For this post i went back to the R Code behind those simulations and I assessed how well the binning estimator did. It was quite wrong quite often, in several scenarios it had false-positive rates above 70%.
You just read rejected arguments.
About a year ago I submitted a commentary (.pdf) to the original journal, Political Analysis, with the concerns expressed here (it was longer and contained additional points; for example, that also for experimental data the binning estimator is worse than GAM, because it has less power. When the true model is linear, confidence intervals are about 10% wider with the binning estimator than with GAM). The paper was rejected in the first round of reviews. I asked Jeff Gill, the editor writing the rejection letter, whether I could post the reviews here. He was quite clear that I shouldn't. So you will have to trust my characterization of the review provided by my peers: most notable, nobody challenged the validity of the statistical argument, nobody challenged that the binning estimator, a method currently endorsed by Political Analysis to address non-linearities, is biased by non-linearities.
Summary
The binning estimator
1) Provides less information (estimating the effect at three single points, instead of all possible points)
2) Has a (sometimes extremely) elevated false-positive rate
3) Has less power
4) Is just as easy to estimate as are the "GAM Simple Slopes", both require a single line of code:
binning: interflex::interflex(method='binning', y,x,z)
GAM: interacting::interprobe(x,z,y)
In a nutshell: Binning is a dominated strategy.
Read more:
1. Published "interacting with curves" paper (.pdf)
2. Rejected "don't bin, GAM instead" preprint( .pdf)

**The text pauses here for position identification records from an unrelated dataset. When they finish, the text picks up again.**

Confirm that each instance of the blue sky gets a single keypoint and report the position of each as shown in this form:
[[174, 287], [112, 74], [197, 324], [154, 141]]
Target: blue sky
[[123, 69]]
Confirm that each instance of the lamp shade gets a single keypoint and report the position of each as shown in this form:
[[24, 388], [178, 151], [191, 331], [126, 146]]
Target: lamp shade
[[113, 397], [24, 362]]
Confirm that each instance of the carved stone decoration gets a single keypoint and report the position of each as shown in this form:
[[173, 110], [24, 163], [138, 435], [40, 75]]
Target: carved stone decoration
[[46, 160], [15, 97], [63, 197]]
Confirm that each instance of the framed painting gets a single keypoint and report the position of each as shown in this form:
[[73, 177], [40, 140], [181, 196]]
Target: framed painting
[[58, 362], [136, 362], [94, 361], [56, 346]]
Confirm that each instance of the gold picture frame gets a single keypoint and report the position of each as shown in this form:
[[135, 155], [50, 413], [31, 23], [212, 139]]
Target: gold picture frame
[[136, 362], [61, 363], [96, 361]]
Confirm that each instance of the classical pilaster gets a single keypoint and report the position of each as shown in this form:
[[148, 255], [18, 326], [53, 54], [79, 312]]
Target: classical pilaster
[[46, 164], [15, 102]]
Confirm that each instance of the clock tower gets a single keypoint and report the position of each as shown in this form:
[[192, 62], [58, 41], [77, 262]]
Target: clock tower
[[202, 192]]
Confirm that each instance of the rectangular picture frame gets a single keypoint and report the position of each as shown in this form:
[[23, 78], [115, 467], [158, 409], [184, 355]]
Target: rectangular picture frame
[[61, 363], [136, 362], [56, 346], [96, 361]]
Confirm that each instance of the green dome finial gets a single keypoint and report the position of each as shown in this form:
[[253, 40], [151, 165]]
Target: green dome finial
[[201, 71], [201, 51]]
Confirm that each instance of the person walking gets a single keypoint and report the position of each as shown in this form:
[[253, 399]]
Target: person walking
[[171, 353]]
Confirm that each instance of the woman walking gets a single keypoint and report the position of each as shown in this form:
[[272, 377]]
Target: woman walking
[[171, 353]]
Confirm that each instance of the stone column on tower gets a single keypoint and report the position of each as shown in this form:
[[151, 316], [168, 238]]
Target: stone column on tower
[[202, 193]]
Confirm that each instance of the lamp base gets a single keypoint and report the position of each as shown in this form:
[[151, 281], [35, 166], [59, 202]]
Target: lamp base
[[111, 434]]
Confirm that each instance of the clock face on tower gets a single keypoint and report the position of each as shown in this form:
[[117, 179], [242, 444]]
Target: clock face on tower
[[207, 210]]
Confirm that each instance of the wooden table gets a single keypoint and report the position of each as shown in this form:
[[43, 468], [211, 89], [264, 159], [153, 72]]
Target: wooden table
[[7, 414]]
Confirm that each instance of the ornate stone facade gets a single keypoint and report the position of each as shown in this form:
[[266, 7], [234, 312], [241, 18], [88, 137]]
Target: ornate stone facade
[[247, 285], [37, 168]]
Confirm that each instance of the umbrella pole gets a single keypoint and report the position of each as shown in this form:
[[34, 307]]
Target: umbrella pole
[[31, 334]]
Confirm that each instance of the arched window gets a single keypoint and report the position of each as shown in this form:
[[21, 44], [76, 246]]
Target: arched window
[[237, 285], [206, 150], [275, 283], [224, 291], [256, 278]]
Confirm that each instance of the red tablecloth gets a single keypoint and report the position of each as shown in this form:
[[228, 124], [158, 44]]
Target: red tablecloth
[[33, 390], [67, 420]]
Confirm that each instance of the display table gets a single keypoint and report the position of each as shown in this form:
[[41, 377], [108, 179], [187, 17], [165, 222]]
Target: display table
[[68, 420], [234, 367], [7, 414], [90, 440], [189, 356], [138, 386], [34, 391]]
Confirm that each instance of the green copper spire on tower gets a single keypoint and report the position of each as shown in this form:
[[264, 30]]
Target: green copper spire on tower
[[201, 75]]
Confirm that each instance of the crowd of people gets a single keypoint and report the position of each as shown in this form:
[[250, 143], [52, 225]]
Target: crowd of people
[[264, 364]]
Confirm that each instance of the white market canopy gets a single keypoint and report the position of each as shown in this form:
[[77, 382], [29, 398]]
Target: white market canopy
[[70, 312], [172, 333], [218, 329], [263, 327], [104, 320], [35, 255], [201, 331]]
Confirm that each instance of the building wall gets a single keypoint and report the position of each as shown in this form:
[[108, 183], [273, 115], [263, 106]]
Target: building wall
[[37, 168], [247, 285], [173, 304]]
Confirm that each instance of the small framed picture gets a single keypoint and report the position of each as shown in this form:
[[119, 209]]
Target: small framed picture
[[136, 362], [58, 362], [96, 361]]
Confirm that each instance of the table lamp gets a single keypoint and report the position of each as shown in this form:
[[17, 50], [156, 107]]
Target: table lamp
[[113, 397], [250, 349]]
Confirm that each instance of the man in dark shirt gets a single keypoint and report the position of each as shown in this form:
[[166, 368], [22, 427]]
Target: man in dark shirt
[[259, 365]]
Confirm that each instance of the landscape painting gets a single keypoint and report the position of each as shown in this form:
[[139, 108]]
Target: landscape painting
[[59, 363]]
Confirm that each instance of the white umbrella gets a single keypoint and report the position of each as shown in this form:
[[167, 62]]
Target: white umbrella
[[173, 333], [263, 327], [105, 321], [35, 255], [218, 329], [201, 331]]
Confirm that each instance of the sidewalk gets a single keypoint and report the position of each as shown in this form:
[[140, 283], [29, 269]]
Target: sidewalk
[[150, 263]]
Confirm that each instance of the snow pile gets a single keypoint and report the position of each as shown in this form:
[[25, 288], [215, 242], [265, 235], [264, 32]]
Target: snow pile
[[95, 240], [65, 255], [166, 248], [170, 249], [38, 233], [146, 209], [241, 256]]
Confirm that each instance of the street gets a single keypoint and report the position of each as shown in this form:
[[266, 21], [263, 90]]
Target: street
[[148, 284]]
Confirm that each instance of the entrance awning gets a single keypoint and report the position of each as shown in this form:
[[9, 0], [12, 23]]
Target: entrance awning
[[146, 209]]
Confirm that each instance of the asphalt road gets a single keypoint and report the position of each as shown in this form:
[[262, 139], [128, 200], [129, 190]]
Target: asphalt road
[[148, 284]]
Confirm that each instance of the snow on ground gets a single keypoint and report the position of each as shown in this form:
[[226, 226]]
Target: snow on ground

3. Github page with {interacting} pkg (.htm)
Author feedback
Our policy (.htm) is to share drafts of blog posts with authors whose work we discuss, in order to solicit suggestions for things we should change prior to posting, I emailed the authors of the Political Analysis paper and they raised four main points that I tried to address, including adding the false-positive simulations, making explicit they mention GAMs in their paper, and dropping some terms they objected to.